Delhi Medical Association seeks meeting with Satyendar Jain on proposal by govt

May 08, 2018 01:36 am | Updated 01:36 am IST - NEW DELHI

 Delhi Medical Association said the MRP of medicines should be capped and blame should be shifted from doctors who get wrongly accused of pushing up treatment costs.

Delhi Medical Association said the MRP of medicines should be capped and blame should be shifted from doctors who get wrongly accused of pushing up treatment costs.

Doctors and members of the medical industry have welcomed the move to “cap profit margins in healthcare” proposed by the Delhi government, but said that there “should have been a wider consultation to ensure that a balanced approach is adopted for patients’ well-being”.

Emergency meeting

The Delhi Medical Association (DMA) held an emergency meeting on Monday to discuss the issue of the government looking at capping the hospital profits and maintained that the maximum retail price (MRP) of medicines etc. should be capped and the blame should be shifted from the doctors who are wrongly being accused of pushing up medical treatment costs, said DMA president Ashwani Goel.

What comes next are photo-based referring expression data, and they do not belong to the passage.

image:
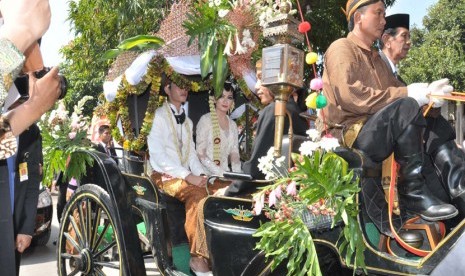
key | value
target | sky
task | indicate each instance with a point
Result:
(59, 33)
(416, 8)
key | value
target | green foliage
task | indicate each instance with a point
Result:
(328, 21)
(326, 185)
(140, 43)
(212, 31)
(282, 240)
(100, 25)
(64, 142)
(438, 50)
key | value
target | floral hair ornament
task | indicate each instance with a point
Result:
(216, 133)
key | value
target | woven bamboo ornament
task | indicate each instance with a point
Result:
(174, 35)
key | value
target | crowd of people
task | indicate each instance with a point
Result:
(366, 96)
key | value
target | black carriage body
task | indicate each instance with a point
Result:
(229, 236)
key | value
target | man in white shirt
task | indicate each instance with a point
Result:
(395, 42)
(177, 170)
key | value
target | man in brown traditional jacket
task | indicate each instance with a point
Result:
(362, 91)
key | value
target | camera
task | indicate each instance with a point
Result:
(22, 83)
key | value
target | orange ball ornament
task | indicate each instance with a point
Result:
(310, 101)
(311, 58)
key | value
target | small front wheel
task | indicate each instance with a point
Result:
(88, 240)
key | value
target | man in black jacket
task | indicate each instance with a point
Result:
(105, 144)
(29, 161)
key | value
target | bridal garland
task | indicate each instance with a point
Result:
(119, 107)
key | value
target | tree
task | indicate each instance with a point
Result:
(438, 50)
(99, 25)
(328, 21)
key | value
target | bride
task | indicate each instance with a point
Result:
(217, 136)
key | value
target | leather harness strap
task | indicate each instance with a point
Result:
(411, 249)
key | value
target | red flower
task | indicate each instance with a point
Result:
(304, 27)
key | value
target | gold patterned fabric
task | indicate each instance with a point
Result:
(190, 195)
(8, 144)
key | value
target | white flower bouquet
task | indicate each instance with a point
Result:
(317, 193)
(64, 142)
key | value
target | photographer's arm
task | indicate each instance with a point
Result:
(43, 94)
(25, 21)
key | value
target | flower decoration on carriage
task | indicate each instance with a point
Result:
(228, 33)
(317, 194)
(134, 74)
(65, 139)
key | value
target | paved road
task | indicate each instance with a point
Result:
(41, 260)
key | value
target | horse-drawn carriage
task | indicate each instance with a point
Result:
(118, 218)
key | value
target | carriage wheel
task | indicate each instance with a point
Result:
(87, 242)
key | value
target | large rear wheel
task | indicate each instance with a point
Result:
(88, 240)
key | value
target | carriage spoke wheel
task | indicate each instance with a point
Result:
(88, 242)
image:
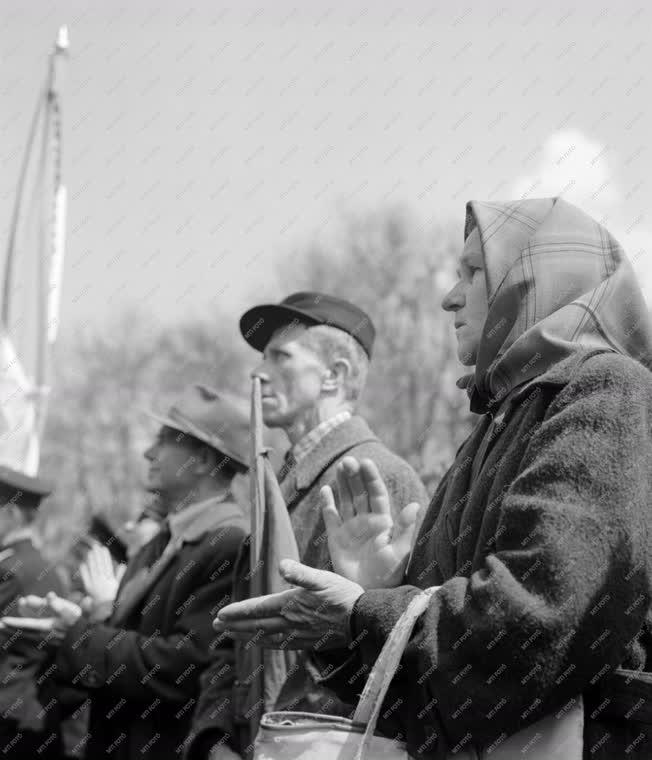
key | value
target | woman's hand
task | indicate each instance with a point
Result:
(314, 615)
(49, 614)
(366, 543)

The association has also sought a meeting with Delhi Health Minister Satyendar Jain on the issue.

Dr. Goel also said that it is impractical to expect the hospital to show their procurement costs during every billing.

A nine-member committee was set up five months ago to suggest the scope of profit margins on medicines and consumables. The committee comprised members of the Delhi Medical Council, Indian Medical Associations and some bureaucrats from the health department.

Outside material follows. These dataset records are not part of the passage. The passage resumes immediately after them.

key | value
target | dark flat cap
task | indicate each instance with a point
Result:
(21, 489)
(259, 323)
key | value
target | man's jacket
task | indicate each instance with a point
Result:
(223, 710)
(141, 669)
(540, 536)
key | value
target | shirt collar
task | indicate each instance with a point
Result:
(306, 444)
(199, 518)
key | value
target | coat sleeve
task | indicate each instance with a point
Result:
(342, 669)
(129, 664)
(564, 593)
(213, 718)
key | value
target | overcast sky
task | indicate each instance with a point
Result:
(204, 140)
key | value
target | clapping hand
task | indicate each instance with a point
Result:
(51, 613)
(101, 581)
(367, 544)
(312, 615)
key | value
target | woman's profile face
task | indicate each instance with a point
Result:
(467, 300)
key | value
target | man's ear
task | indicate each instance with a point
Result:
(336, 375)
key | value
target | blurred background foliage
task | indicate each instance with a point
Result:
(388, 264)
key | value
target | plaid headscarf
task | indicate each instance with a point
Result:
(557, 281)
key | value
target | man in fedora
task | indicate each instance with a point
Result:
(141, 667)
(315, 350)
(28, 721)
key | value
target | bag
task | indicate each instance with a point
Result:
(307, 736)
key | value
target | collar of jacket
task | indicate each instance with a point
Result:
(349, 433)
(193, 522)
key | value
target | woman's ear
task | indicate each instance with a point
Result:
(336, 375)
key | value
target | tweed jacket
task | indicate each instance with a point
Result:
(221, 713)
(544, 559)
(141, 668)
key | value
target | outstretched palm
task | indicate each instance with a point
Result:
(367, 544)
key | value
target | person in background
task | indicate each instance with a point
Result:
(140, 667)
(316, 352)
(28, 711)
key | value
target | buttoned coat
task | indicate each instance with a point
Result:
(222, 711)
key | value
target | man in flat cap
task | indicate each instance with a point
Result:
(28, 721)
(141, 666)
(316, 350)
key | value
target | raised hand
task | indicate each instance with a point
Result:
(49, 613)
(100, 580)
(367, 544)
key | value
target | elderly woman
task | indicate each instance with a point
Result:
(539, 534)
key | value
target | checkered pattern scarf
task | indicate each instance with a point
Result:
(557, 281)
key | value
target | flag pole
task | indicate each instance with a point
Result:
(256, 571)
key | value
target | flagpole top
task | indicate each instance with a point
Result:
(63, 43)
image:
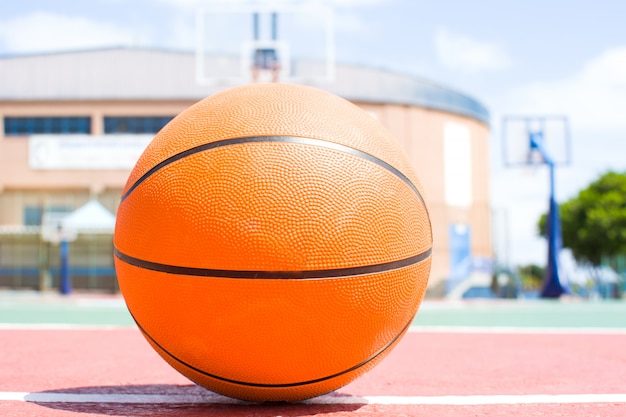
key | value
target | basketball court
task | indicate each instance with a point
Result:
(82, 355)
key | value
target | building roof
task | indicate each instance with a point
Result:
(151, 74)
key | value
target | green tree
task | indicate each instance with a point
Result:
(593, 223)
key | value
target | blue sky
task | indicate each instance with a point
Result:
(530, 57)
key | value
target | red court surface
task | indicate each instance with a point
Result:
(115, 372)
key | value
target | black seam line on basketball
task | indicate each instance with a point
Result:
(286, 385)
(302, 274)
(284, 139)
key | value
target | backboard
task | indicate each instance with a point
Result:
(240, 44)
(552, 131)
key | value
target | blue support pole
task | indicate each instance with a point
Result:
(66, 283)
(552, 286)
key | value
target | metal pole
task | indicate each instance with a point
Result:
(65, 284)
(274, 26)
(255, 26)
(552, 282)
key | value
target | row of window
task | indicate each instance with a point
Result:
(21, 126)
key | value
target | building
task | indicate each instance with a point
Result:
(71, 125)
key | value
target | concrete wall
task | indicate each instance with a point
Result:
(419, 131)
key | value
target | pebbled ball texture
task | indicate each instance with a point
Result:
(273, 243)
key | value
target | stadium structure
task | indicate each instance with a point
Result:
(72, 125)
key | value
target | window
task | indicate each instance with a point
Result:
(21, 126)
(34, 214)
(136, 125)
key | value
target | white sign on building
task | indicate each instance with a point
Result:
(85, 152)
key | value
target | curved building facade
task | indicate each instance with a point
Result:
(72, 124)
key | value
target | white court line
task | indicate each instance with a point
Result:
(517, 330)
(210, 398)
(63, 326)
(412, 329)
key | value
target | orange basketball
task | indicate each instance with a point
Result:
(272, 242)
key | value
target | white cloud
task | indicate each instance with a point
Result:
(460, 52)
(594, 97)
(333, 3)
(48, 32)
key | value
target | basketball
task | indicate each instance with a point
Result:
(273, 243)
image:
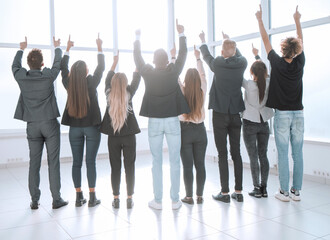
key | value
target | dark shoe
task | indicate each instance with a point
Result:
(200, 200)
(80, 200)
(93, 201)
(237, 196)
(59, 203)
(115, 202)
(256, 192)
(263, 191)
(34, 205)
(129, 203)
(188, 200)
(221, 197)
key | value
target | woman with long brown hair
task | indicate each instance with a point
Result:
(255, 125)
(193, 132)
(82, 114)
(120, 124)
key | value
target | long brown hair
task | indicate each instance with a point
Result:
(259, 70)
(78, 97)
(194, 94)
(118, 101)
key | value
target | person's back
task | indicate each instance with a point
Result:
(227, 102)
(38, 107)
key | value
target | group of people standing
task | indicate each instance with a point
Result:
(175, 110)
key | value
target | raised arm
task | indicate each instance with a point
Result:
(139, 62)
(65, 63)
(263, 32)
(200, 69)
(297, 17)
(17, 63)
(111, 73)
(56, 68)
(100, 63)
(135, 82)
(182, 56)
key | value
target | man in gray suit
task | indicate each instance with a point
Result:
(38, 107)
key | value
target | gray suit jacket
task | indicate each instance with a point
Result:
(37, 101)
(225, 93)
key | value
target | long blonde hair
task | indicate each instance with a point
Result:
(194, 94)
(118, 101)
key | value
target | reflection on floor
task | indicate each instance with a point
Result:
(265, 218)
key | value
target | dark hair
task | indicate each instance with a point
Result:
(160, 57)
(78, 97)
(291, 47)
(35, 59)
(193, 94)
(259, 70)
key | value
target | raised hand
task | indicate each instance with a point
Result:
(197, 53)
(173, 51)
(99, 43)
(255, 51)
(259, 14)
(179, 27)
(202, 37)
(225, 36)
(23, 45)
(57, 42)
(115, 61)
(297, 15)
(70, 44)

It is understood that the Delhi government will issue a policy based on the recommendation of the committee in the next few days.

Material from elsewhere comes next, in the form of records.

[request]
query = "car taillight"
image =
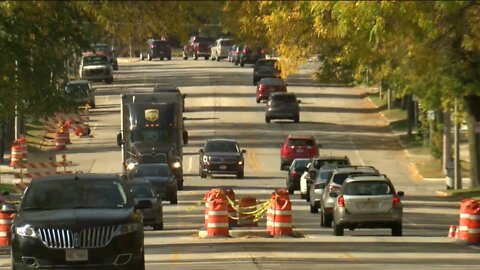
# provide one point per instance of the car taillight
(395, 200)
(341, 201)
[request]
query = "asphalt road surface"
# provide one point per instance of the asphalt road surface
(221, 103)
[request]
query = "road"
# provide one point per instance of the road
(221, 103)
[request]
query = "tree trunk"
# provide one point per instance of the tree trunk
(473, 106)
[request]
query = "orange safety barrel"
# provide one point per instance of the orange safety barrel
(60, 141)
(218, 218)
(473, 236)
(5, 225)
(466, 206)
(282, 217)
(247, 205)
(16, 156)
(232, 214)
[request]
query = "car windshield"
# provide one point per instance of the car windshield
(67, 194)
(284, 98)
(221, 146)
(95, 60)
(367, 188)
(141, 190)
(300, 142)
(145, 170)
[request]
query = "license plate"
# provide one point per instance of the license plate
(76, 255)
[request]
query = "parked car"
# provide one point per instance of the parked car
(317, 186)
(281, 105)
(265, 68)
(143, 190)
(232, 52)
(367, 202)
(81, 92)
(266, 86)
(161, 178)
(156, 48)
(198, 46)
(221, 156)
(297, 146)
(221, 48)
(77, 221)
(251, 54)
(296, 169)
(95, 67)
(334, 184)
(107, 50)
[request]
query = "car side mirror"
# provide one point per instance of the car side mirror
(119, 139)
(144, 204)
(8, 208)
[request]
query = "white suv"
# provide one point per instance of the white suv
(220, 48)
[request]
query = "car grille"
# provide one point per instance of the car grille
(223, 159)
(156, 158)
(87, 238)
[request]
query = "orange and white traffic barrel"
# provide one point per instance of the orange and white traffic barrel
(5, 224)
(60, 141)
(232, 214)
(473, 236)
(218, 218)
(24, 145)
(16, 156)
(466, 206)
(247, 208)
(282, 217)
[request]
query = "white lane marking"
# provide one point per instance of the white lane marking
(357, 153)
(190, 164)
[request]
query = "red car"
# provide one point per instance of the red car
(297, 147)
(269, 85)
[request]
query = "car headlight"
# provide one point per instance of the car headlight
(176, 164)
(126, 228)
(26, 231)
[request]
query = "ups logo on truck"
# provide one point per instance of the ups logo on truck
(152, 115)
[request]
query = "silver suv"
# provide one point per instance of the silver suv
(367, 202)
(334, 184)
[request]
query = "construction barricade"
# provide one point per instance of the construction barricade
(217, 224)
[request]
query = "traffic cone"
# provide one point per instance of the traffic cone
(452, 232)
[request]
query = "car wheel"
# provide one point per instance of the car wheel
(138, 264)
(397, 229)
(337, 230)
(158, 227)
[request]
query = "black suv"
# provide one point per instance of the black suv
(221, 156)
(156, 48)
(281, 105)
(78, 221)
(265, 68)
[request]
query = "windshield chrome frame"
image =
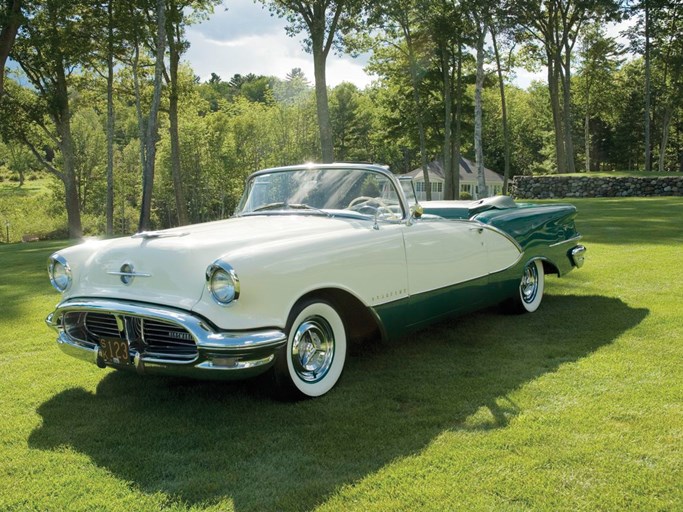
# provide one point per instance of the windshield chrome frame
(378, 169)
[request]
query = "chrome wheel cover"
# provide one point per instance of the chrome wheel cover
(529, 286)
(312, 349)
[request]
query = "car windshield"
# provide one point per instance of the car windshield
(326, 191)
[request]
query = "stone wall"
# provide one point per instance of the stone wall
(549, 187)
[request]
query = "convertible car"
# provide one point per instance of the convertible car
(314, 257)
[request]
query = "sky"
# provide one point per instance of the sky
(242, 37)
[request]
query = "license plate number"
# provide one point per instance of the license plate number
(114, 351)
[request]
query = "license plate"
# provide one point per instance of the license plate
(114, 351)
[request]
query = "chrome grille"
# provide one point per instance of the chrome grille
(149, 337)
(102, 325)
(164, 336)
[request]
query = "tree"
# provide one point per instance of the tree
(150, 137)
(556, 25)
(10, 20)
(599, 63)
(176, 19)
(400, 21)
(325, 22)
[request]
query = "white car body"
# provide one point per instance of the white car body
(370, 264)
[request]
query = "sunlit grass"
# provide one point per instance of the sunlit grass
(576, 407)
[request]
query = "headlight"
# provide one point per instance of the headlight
(222, 282)
(60, 273)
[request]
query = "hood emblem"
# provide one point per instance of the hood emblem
(127, 273)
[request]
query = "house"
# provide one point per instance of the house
(468, 180)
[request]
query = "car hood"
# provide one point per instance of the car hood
(170, 265)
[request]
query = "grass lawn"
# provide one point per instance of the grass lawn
(578, 406)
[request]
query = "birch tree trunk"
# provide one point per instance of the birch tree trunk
(153, 126)
(478, 112)
(110, 119)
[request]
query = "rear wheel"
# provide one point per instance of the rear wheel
(531, 286)
(314, 357)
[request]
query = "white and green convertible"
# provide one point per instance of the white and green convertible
(315, 257)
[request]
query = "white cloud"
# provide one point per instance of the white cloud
(247, 39)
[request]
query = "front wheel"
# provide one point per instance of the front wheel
(314, 357)
(530, 292)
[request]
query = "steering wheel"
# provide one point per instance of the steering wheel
(381, 207)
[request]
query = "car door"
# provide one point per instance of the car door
(447, 266)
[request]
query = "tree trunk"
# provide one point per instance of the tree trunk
(417, 103)
(554, 90)
(666, 124)
(152, 126)
(447, 144)
(503, 105)
(587, 137)
(457, 135)
(478, 112)
(110, 120)
(63, 124)
(567, 112)
(181, 205)
(648, 151)
(7, 36)
(322, 105)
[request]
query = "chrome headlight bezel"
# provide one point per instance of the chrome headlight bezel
(223, 283)
(60, 273)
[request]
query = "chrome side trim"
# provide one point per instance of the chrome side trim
(146, 235)
(578, 255)
(569, 240)
(130, 274)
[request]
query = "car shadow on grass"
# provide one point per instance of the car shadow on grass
(205, 443)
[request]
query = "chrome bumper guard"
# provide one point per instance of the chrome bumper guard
(220, 354)
(578, 255)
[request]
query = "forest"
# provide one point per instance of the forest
(95, 95)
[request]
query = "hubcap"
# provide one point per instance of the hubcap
(529, 284)
(313, 349)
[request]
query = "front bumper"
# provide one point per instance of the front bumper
(218, 354)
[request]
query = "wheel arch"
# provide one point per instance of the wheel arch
(360, 321)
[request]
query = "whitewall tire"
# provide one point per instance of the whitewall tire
(531, 286)
(314, 357)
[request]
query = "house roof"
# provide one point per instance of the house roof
(468, 172)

The panel has suggested capping of the profit margin for drugs and devices at a maximum of 50% above the manufacturing price or procurement cost, whichever was lower.

Meanwhile, the Medical Technology Association of India (MTaI), which represents leading research-based medical technology companies with significant manufacturing investments in India, released a statement.

MTaI’s statement

“In the interest of the patients, it is necessary to come out with a policy after hearing all stakeholders and assessing their importance in maintaining a state of good health. The current constitution of the committee is limited and it is unlikely that resultant policy would be a balanced one. We have not even been formally informed of the formation of such a committee,” it stated.

The group said that while they support the profit margin of 50%, “we differ on what should constitute ‘the base’”. Acceptable criteria, to both industry and the Central government stakeholders is suggested in the Report of The Committee of High Trade Margins in the Sale of Drugs, commissioned by the Department of Pharmaceuticals, GOI,” it noted.

MTaI has said that it is important for Delhi government to avoid looking at a wrong base of manufacturing cost, which is open to manipulation through artificial inflation of raw material and intermediary costs.

“A perspective, so informed, will also ensure uninterrupted supply of critical-care products and thus enduringly protect patients’ interest,” MTaI added.

The group has asked the State health department to “give them an opportunity to explain their views in detail to enable formation of a widely acceptable policy”.

“To ensure lasting success of the policy, the State government should proceed only after all stake holders, including the medical technology industry, have been heard and their contentions have been understood thoroughly,” the group said.